Surveillance video shows that the violence was unprovoked. Officers pounced when they asked to see Oliva’s ID, and Oliva told them that he had placed it in an inspection bin.

Mohamud, Byrd and Oliva all filed lawsuits, but each plaintiff found the courthouse doors locked. The problem is a three-tier justice system in the United States.

In the first tier are regular folks not employed by the government. They receive no immunity when they break the law.

In the second tier are state and local government employees, who receive “qualified immunity” when they violate people’s rights. Qualified immunity shields officers from liability unless the federal appellate court where they live has ruled in a prior case that their conduct violates the Constitution. Few plaintiffs overcome this hurdle.

In the third tier are federal officers. They receive not only qualified immunity, but additional privileges. No matter how egregious their conduct, federal officers can be sued only in the few circumstances that the Supreme Court has endorsed. Some U.S. circuits go further, narrowing the circumstances that allow victims to hold federal officers accountable.

An appellate judge in Byrd’s case described these jurisdictions as “Constitution-free” zones, where wearing a federal badge means “you can inflict excessive force on someone with little fear of liability.”
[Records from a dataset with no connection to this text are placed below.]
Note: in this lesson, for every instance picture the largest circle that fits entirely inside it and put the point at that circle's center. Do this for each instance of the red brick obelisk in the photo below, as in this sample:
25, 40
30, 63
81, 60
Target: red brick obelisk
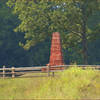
56, 56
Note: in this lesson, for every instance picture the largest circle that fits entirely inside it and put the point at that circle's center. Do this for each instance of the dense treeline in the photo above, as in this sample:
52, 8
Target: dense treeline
31, 46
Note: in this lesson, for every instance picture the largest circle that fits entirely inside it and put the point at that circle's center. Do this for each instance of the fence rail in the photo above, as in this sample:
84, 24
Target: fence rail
16, 72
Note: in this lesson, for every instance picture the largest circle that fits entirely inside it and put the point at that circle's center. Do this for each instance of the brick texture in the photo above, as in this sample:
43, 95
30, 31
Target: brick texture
56, 56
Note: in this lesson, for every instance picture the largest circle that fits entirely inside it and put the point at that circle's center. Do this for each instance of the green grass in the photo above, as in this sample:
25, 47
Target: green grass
74, 83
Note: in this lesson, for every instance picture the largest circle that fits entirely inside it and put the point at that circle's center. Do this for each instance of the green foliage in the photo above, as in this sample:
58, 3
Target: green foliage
40, 18
73, 83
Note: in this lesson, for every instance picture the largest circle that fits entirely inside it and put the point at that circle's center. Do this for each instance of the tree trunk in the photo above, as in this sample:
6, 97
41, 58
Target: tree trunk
84, 43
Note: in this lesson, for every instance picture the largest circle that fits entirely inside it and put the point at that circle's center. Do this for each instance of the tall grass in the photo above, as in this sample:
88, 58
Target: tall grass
73, 83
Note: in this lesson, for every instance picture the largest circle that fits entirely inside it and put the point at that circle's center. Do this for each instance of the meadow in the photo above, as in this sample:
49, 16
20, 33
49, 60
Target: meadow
73, 83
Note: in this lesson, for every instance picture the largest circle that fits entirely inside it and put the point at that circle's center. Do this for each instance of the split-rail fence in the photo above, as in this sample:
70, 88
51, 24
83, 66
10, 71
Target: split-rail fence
21, 71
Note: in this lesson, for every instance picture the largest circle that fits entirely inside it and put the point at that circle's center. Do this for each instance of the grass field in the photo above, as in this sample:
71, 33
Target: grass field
73, 83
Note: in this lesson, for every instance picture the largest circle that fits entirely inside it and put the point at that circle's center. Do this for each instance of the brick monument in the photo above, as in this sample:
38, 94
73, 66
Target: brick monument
56, 56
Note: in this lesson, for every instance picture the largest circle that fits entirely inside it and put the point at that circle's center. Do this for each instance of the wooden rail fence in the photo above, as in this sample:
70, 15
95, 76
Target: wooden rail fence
19, 71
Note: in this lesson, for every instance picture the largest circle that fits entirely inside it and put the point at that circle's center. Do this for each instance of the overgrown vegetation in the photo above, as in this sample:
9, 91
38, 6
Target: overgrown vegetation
73, 83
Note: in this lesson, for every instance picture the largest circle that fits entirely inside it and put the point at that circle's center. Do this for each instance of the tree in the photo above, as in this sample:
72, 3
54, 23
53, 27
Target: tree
70, 17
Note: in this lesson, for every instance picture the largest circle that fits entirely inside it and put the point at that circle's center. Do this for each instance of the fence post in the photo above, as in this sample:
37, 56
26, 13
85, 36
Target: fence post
48, 70
53, 74
13, 72
4, 71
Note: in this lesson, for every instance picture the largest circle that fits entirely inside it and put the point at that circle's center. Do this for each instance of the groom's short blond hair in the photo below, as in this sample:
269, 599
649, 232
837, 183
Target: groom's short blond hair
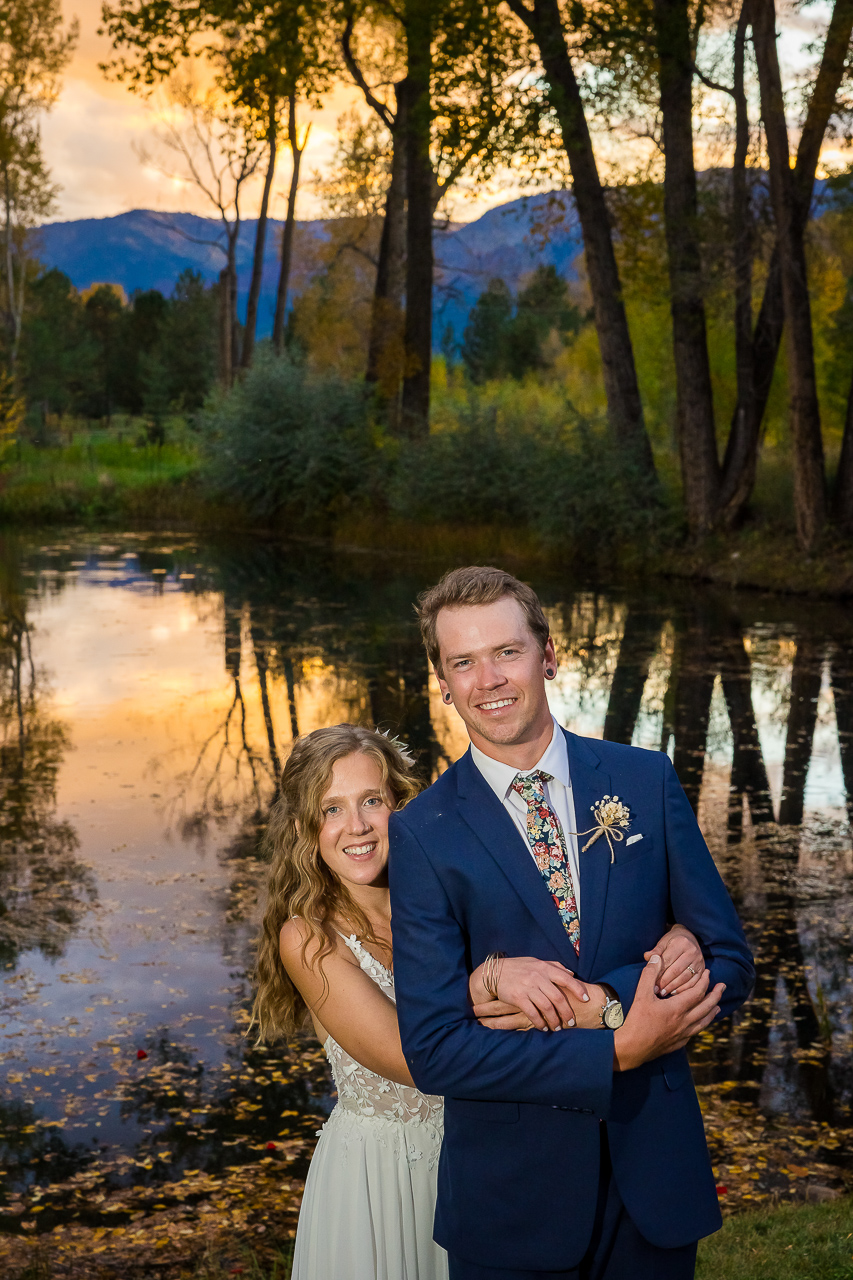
477, 584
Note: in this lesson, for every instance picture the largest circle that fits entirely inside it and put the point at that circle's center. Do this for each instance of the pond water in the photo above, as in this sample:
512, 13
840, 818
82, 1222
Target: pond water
149, 690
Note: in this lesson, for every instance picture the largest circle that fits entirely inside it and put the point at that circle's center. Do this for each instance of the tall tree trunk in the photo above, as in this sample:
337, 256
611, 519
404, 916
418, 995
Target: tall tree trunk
770, 323
232, 302
810, 484
694, 396
624, 405
260, 242
419, 222
843, 493
739, 465
290, 223
384, 344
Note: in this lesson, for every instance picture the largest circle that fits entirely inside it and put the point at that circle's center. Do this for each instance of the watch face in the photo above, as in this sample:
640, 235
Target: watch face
614, 1016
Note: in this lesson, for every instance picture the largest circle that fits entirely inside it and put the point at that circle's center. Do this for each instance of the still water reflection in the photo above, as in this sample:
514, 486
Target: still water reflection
149, 690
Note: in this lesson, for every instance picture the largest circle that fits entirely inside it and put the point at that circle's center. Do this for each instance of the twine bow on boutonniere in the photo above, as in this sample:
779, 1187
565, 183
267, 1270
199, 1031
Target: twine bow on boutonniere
612, 819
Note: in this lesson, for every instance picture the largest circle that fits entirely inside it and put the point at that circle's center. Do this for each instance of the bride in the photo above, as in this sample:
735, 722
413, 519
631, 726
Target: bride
325, 952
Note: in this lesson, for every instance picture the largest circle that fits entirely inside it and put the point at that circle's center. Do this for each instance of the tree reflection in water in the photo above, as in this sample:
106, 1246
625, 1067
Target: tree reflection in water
329, 641
781, 1047
45, 890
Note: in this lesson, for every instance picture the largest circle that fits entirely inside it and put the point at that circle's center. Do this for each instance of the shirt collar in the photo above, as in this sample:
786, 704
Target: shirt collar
553, 760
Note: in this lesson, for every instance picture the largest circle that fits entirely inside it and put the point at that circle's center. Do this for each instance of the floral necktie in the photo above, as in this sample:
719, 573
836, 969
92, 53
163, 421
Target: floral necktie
548, 845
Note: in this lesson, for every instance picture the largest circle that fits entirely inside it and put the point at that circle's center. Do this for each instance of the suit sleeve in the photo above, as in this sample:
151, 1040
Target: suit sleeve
701, 901
447, 1050
698, 900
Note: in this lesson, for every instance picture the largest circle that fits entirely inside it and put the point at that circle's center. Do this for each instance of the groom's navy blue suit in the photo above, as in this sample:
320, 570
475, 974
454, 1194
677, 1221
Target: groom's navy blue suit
518, 1182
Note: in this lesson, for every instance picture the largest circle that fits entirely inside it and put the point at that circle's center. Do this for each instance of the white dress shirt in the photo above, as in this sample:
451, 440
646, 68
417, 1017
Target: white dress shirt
555, 760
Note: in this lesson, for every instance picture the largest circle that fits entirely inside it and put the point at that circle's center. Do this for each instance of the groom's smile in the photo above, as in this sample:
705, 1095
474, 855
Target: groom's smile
493, 670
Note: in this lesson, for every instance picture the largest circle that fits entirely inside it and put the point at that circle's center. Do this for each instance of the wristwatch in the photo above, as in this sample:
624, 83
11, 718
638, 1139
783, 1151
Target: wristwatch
611, 1011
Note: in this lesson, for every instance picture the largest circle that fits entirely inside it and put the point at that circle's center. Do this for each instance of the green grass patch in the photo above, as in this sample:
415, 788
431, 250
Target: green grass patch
793, 1242
104, 478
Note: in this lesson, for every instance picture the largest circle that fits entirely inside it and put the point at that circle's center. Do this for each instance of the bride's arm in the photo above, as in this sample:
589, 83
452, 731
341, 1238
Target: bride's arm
536, 993
347, 1005
544, 995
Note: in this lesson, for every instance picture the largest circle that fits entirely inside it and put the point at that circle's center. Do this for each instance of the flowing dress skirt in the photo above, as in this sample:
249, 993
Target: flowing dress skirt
369, 1201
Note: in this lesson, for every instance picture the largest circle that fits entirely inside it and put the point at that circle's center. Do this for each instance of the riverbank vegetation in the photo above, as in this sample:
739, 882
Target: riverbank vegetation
658, 348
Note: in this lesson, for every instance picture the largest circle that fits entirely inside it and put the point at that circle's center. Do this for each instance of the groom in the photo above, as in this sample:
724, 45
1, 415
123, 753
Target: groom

Rather than accept this unequal protection under the law, Mohamud, Byrd, and Oliva continued fighting after losing at the appellate court level. With representation from our firm, the Institute for Justice, they asked the Supreme Court to take their cases. Oliva’s petition was denied in May, but hope remains for Mohamud and Byrd.

Good cops everywhere should be rooting for them. When Americans see abuses go unpunished, suspicion increases and respect declines for law enforcement. Policing—already a difficult job—becomes harder as us-against-them attitudes fester.
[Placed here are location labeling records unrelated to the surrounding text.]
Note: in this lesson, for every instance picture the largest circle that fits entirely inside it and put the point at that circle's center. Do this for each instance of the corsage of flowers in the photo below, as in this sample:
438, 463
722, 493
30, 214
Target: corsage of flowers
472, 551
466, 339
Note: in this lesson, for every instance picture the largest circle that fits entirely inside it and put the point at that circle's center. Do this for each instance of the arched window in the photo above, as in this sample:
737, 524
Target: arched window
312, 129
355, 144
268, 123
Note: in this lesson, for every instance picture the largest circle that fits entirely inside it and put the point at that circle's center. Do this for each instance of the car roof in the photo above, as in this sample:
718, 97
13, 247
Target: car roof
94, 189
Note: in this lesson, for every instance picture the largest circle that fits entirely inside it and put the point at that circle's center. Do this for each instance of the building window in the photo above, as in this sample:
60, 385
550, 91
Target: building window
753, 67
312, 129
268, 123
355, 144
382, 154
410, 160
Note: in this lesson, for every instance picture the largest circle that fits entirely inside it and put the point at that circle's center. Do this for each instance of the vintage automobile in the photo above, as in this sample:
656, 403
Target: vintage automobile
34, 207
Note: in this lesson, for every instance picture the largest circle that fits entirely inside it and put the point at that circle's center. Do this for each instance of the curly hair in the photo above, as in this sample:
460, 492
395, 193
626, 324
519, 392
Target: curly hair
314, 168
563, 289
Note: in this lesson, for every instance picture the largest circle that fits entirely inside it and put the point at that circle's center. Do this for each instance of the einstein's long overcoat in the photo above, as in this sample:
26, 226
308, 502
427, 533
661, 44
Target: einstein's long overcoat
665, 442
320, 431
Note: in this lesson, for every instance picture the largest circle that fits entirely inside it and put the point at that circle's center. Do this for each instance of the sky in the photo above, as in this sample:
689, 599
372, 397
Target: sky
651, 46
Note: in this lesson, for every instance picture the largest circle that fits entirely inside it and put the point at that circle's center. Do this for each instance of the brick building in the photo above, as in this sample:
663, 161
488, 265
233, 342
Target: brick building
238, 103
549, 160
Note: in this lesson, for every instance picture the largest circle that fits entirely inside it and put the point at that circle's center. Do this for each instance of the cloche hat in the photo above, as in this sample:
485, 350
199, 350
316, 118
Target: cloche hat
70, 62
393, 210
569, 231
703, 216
Police lobbyists miss the point when they raise concerns about honest mistakes made in the line of duty. They argue, incorrectly, that officers worried about liability for split-second decisions might hesitate in life-or-death situations without the safety net of immunity. Another concern is that high-potential job seekers might bypass law enforcement careers altogether.

What gets overlooked in these arguments is that the Constitution already protects government workers who act reasonably. Officers who need immunity to avoid liability are those caught in corruption or incompetence.

Good cops don’t need immunity. They uphold the Constitution rather than trample on it.